Türkiye, Avrupa Birliği Konseyine üyedir. Avrupa Gümrük birliğine üyedir. Aynı şekilde Türkiye, Avrupa Birliği İnsan Hakları anlaşmaları adına görev yapmış olan Mahkemeye üyedir. Avrupa Birliği’nin İnsan Hakları Mahkemesinde Türkiye adına görev yapan hakim vardır.
Sayın Demirtaş hakkında verilmiş olan mahkeme kararında Türkiye Hakiminin imzası da var. Bay Erdoğan, Selahattin bey ile şahsi bir sorunu vardır. Demirtaş, partisinin Meclis grup toplantısında üç kez Erdoğan için “Seni Başkan yapmayacağız” diye bağırmıştı. Selahattin bey için, öyle bir adım atması stratejik açıdan doğru muydu, yanlış mıydı, bu ayrı bir tartışma konusudur. Ancak bay Demirtaş’ın o söyleminden ötürü bay Erdoğan, kendisine özel kin duyuyor. Bu özel kin nedeniyle Selahattin bey hapistir. Yoksa herhangi bir suç işlememiştir. Avrupa Birliği İnsan Hakları Mahkemesinin kararı da suçlamaların hukuki boyutuna ve delillere bakılarak verilmiştir.

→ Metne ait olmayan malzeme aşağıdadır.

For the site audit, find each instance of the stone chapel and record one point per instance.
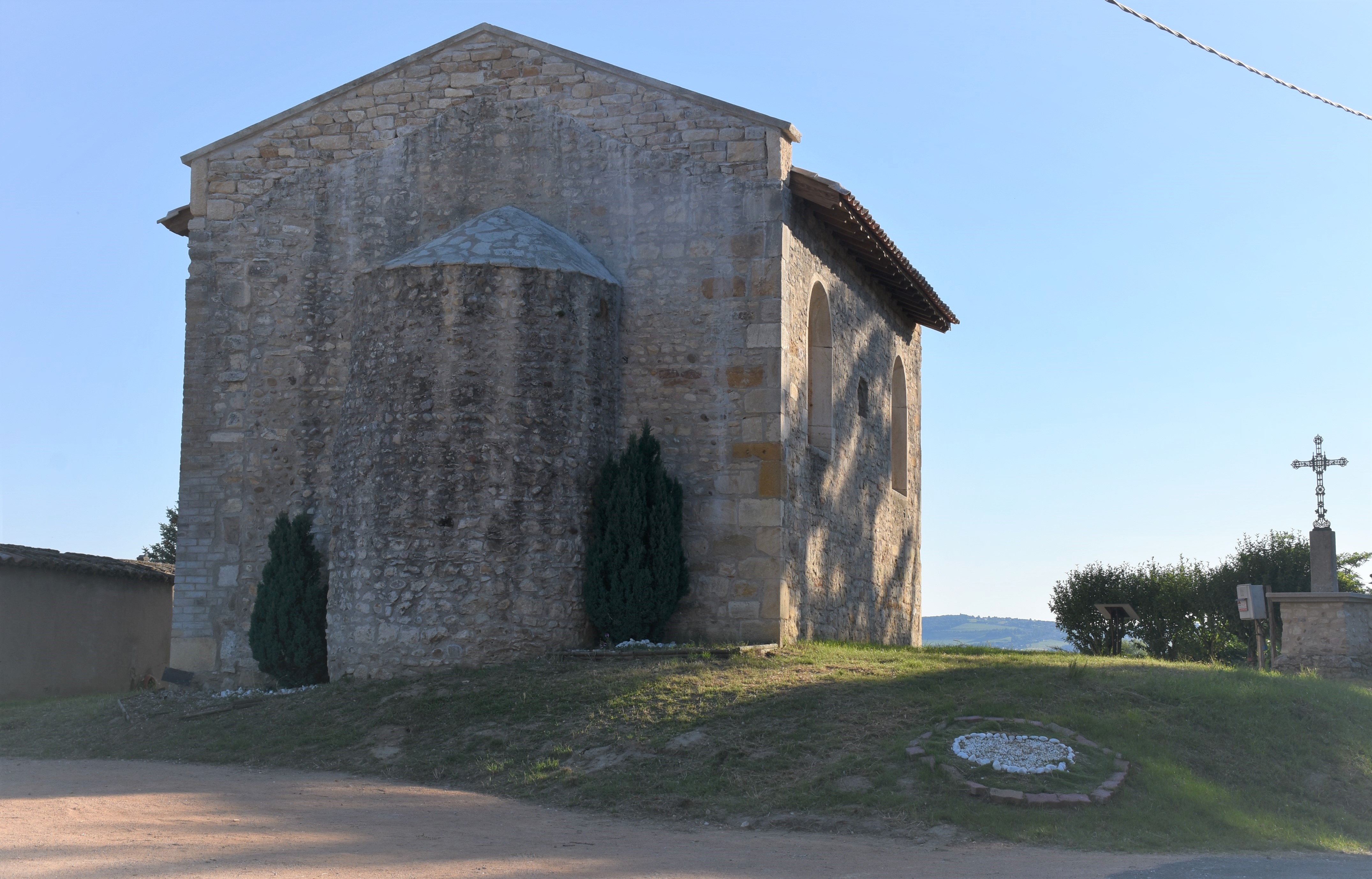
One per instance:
(425, 306)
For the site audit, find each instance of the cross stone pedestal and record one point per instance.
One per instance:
(1330, 633)
(1324, 566)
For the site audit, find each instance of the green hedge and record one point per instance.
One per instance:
(1189, 609)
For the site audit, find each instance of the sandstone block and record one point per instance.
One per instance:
(763, 452)
(765, 335)
(331, 142)
(219, 209)
(747, 151)
(745, 377)
(744, 609)
(772, 480)
(759, 512)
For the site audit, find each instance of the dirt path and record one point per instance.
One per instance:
(145, 819)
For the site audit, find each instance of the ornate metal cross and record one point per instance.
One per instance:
(1319, 464)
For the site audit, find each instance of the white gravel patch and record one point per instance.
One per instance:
(242, 692)
(1024, 755)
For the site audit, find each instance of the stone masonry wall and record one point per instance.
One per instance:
(677, 199)
(853, 542)
(479, 408)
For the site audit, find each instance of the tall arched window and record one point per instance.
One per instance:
(899, 429)
(821, 385)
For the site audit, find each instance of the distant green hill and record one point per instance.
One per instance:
(960, 629)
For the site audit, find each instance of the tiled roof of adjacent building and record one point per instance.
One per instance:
(869, 246)
(80, 563)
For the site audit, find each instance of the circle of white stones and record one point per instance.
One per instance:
(1024, 755)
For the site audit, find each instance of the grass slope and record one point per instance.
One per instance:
(814, 737)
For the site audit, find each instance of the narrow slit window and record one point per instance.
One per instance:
(899, 430)
(819, 389)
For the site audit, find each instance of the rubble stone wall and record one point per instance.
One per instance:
(1330, 637)
(479, 409)
(853, 541)
(677, 199)
(682, 201)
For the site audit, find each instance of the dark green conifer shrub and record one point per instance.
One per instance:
(636, 566)
(287, 631)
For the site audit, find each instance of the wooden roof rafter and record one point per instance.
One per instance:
(872, 249)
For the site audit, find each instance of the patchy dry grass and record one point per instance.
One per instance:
(814, 737)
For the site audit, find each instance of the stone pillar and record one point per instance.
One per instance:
(1324, 567)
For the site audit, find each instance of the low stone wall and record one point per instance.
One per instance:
(75, 625)
(1330, 633)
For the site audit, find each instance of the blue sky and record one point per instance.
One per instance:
(1160, 260)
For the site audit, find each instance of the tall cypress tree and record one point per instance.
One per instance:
(287, 631)
(636, 564)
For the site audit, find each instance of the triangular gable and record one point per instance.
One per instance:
(743, 113)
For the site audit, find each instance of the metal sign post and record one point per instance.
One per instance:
(1253, 607)
(1119, 615)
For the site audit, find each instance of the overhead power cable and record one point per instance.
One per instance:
(1234, 61)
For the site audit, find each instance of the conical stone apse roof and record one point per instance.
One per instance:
(507, 236)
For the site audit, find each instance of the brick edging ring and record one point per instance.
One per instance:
(1019, 797)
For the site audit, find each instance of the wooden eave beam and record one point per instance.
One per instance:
(872, 249)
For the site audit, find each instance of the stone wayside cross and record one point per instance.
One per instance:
(1324, 630)
(1320, 464)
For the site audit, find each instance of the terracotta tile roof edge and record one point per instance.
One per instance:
(79, 563)
(932, 312)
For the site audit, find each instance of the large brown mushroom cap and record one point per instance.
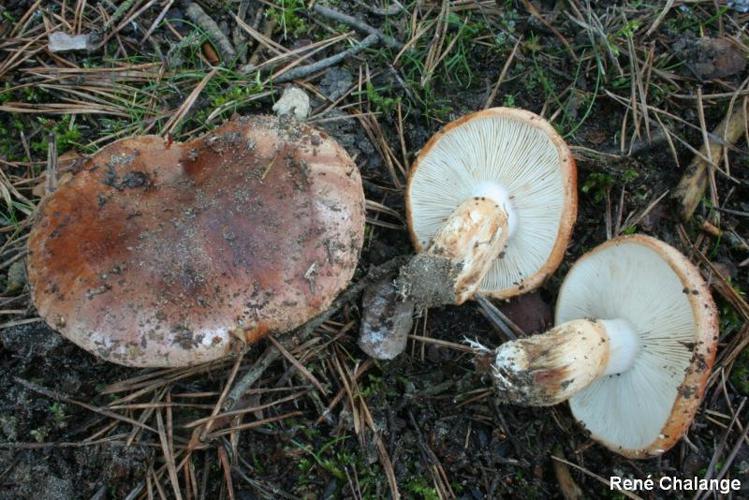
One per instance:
(161, 255)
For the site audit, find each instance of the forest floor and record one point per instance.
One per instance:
(635, 88)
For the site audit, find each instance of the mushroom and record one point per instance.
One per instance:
(170, 254)
(633, 349)
(491, 202)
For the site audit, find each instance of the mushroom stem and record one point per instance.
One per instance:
(549, 368)
(451, 269)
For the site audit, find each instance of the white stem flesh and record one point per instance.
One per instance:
(473, 236)
(549, 368)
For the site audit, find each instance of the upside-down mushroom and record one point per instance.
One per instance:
(632, 351)
(167, 254)
(491, 202)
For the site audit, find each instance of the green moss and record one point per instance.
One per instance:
(740, 373)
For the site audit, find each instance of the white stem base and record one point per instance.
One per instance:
(547, 369)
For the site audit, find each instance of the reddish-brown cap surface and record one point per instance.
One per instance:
(163, 255)
(645, 410)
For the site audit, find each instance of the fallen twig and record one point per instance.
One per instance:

Kararın verildiğinin duyulmasıyla bay Erdoğan “o karar bizi bağlamaz” diyerek haddini aştı. Görevini suistimal etti. Hemen peşinden de Türkiye’nin Bakanları, Parlamenterleri ve siyasi partileri, efendilerinin emrini koro halinde tekrarladılar. Bu çirkinliğe taraf olmak, alkışlamak veya sessiz kalmak köleliği kabul etmektir. Dikta rejimini kabul etmektir.
Demek oluyor ki, Türkiye devletinin ve kendilerini Kurd olarak kabul edenlerin çıkmazları, sıkıntıları Kurd Halkına yapılıyor olan zulüm ile sınırlı değildir. Demektir ki, Türkiye devleti, devlet olmaktan çıkmış, Erdoğan Türkiye’si olmuştur.

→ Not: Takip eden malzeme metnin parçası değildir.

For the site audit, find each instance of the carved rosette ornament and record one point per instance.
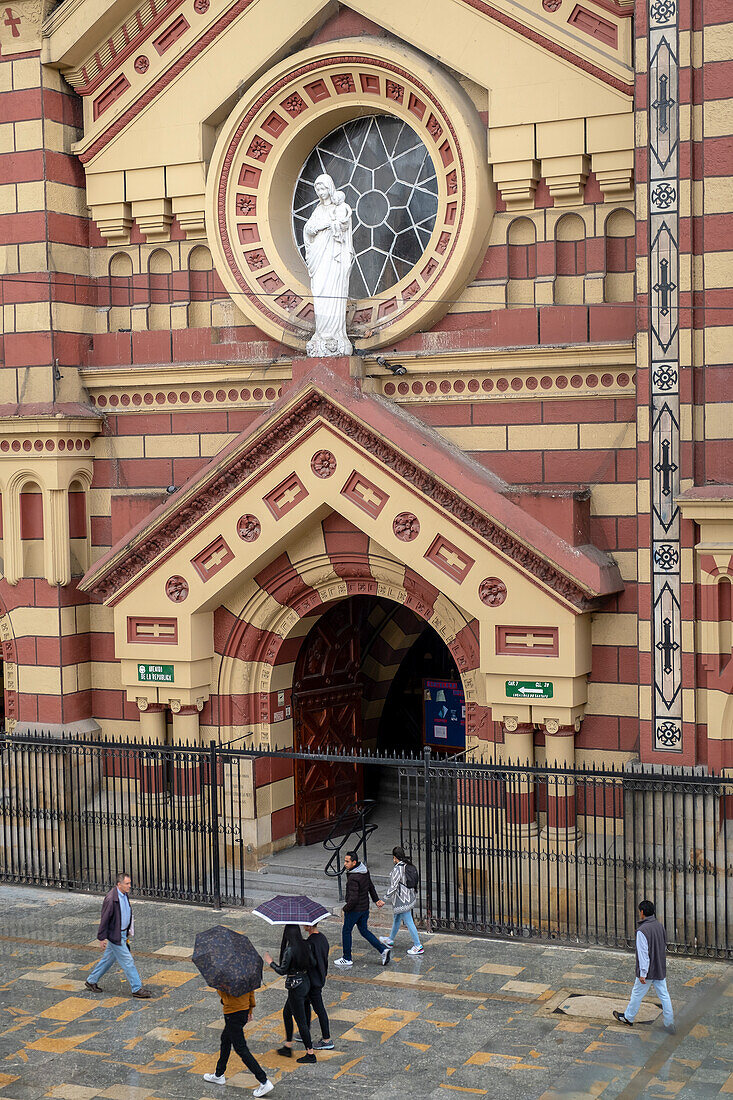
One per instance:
(249, 528)
(406, 526)
(260, 155)
(492, 592)
(323, 463)
(176, 589)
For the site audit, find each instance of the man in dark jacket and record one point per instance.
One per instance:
(116, 927)
(317, 971)
(651, 968)
(360, 889)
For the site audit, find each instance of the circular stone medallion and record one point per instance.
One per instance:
(398, 135)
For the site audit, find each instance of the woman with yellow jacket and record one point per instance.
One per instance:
(238, 1011)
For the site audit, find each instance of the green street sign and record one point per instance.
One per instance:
(528, 689)
(155, 673)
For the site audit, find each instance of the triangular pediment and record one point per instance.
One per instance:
(329, 447)
(135, 74)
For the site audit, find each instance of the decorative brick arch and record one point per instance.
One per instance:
(290, 601)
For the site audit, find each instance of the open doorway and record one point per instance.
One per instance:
(370, 674)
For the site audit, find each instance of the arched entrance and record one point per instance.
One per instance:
(327, 715)
(367, 677)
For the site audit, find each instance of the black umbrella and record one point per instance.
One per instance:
(228, 960)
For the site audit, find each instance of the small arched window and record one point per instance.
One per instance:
(160, 271)
(120, 292)
(522, 262)
(620, 256)
(200, 287)
(569, 260)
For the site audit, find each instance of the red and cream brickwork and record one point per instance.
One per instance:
(181, 487)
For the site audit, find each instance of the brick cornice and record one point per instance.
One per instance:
(249, 452)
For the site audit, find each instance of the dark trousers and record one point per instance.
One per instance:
(358, 920)
(295, 1007)
(316, 1002)
(233, 1035)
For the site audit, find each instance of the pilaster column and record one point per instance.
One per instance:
(520, 749)
(56, 549)
(560, 752)
(152, 722)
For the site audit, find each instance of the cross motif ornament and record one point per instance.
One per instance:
(365, 493)
(666, 468)
(450, 558)
(13, 22)
(215, 559)
(667, 647)
(664, 287)
(288, 496)
(663, 105)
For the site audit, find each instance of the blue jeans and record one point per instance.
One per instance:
(405, 919)
(358, 920)
(639, 991)
(119, 954)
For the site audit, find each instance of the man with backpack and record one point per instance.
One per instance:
(402, 892)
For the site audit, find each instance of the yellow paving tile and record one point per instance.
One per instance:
(349, 1066)
(56, 1044)
(69, 1009)
(511, 971)
(386, 1021)
(172, 978)
(524, 987)
(73, 1092)
(171, 1035)
(126, 1092)
(664, 1088)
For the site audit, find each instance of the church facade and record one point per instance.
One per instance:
(208, 535)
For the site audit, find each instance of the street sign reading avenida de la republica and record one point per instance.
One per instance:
(528, 689)
(155, 673)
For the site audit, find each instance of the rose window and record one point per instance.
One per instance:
(390, 183)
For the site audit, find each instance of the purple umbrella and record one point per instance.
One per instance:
(285, 910)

Türkiye devleti ve Türklük adına Kurd Halkına konuşma, nefes alma ve kendi vatan topraklarında insan gibi yaşama hakkı tanınmayacak.

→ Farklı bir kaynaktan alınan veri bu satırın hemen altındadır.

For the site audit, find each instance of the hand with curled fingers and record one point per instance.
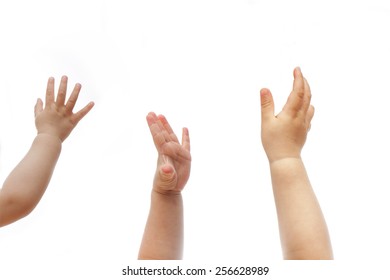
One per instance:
(174, 159)
(57, 118)
(284, 135)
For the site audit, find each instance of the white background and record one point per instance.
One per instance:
(202, 64)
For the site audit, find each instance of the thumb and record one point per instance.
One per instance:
(167, 174)
(38, 107)
(267, 103)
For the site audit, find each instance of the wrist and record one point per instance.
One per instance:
(49, 139)
(166, 193)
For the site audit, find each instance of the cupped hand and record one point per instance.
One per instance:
(284, 135)
(174, 159)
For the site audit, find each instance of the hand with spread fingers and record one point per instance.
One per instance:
(174, 159)
(284, 135)
(26, 184)
(57, 118)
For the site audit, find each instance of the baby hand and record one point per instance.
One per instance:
(174, 159)
(57, 118)
(284, 135)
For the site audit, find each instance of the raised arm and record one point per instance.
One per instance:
(26, 184)
(302, 227)
(163, 236)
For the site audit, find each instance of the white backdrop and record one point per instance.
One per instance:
(202, 64)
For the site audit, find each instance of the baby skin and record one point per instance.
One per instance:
(302, 227)
(163, 235)
(26, 184)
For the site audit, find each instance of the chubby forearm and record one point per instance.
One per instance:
(26, 184)
(163, 236)
(303, 230)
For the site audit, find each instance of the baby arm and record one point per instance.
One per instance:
(302, 227)
(26, 184)
(163, 235)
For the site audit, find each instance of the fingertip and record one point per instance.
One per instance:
(167, 169)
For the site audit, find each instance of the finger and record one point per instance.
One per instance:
(168, 128)
(62, 91)
(307, 97)
(38, 107)
(310, 114)
(164, 131)
(73, 98)
(81, 114)
(185, 141)
(267, 104)
(296, 98)
(49, 91)
(155, 130)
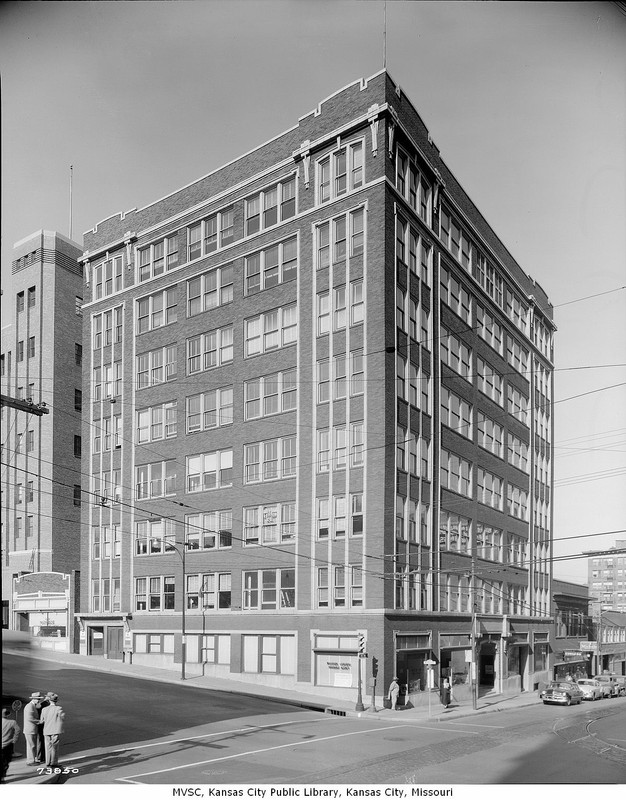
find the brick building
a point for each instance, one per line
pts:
(41, 455)
(318, 408)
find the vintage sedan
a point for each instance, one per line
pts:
(563, 692)
(591, 689)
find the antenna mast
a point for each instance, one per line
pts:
(385, 36)
(71, 174)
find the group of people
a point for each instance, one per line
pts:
(43, 726)
(445, 693)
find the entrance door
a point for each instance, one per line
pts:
(96, 641)
(487, 674)
(115, 641)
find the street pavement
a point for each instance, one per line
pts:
(20, 773)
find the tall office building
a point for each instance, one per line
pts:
(607, 578)
(319, 414)
(41, 362)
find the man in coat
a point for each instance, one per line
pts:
(52, 717)
(32, 730)
(10, 735)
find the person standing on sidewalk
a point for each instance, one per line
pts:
(392, 694)
(33, 731)
(445, 692)
(10, 735)
(52, 717)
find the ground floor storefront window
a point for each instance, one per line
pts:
(336, 660)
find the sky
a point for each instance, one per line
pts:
(526, 102)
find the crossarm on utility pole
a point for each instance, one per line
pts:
(24, 405)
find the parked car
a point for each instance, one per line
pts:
(610, 685)
(564, 692)
(591, 689)
(621, 684)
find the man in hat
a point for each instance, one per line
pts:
(10, 735)
(52, 718)
(32, 729)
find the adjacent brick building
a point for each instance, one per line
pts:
(318, 396)
(41, 455)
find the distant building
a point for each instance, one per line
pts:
(607, 577)
(41, 455)
(319, 390)
(573, 646)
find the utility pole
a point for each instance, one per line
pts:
(473, 665)
(24, 405)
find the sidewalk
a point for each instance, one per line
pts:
(20, 773)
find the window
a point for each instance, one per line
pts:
(456, 354)
(456, 473)
(208, 350)
(338, 514)
(107, 486)
(211, 409)
(269, 589)
(488, 278)
(490, 489)
(340, 172)
(339, 310)
(489, 381)
(517, 355)
(344, 381)
(455, 533)
(209, 471)
(210, 592)
(156, 422)
(517, 453)
(272, 205)
(107, 278)
(270, 394)
(155, 480)
(455, 295)
(211, 233)
(107, 381)
(107, 327)
(269, 524)
(158, 257)
(154, 536)
(271, 266)
(488, 542)
(337, 439)
(212, 530)
(490, 435)
(156, 366)
(517, 501)
(155, 594)
(517, 404)
(337, 237)
(271, 330)
(213, 289)
(157, 310)
(456, 413)
(339, 587)
(270, 460)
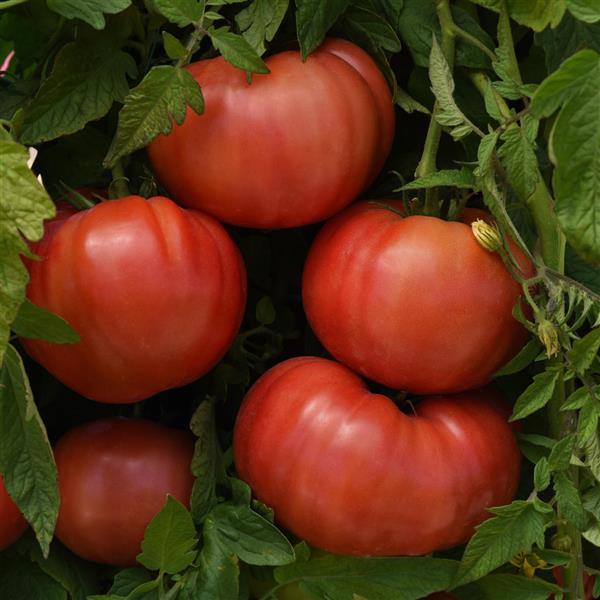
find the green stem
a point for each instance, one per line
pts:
(428, 162)
(10, 3)
(119, 182)
(192, 43)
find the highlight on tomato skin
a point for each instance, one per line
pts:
(114, 477)
(12, 523)
(292, 147)
(156, 293)
(353, 457)
(415, 302)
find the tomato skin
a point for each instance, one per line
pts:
(348, 472)
(156, 293)
(12, 523)
(414, 303)
(114, 477)
(293, 147)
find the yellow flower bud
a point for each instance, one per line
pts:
(487, 235)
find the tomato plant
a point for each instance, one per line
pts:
(109, 270)
(165, 168)
(412, 302)
(270, 158)
(352, 457)
(12, 523)
(114, 477)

Bu gerçeklere rağmen Selahattin beyin kendisi, kurucusu olduğu HDP ve dayandıkları misyonu hep birlikte siyasi stratejilerini Kurdistan davası için Kurdistan’lıların beklentilerine yanıt olacak çerçevede değiştirmeleri gerekmiyor mu? Bağımsızlığa yoğunlaşmak zorunlu değil mi?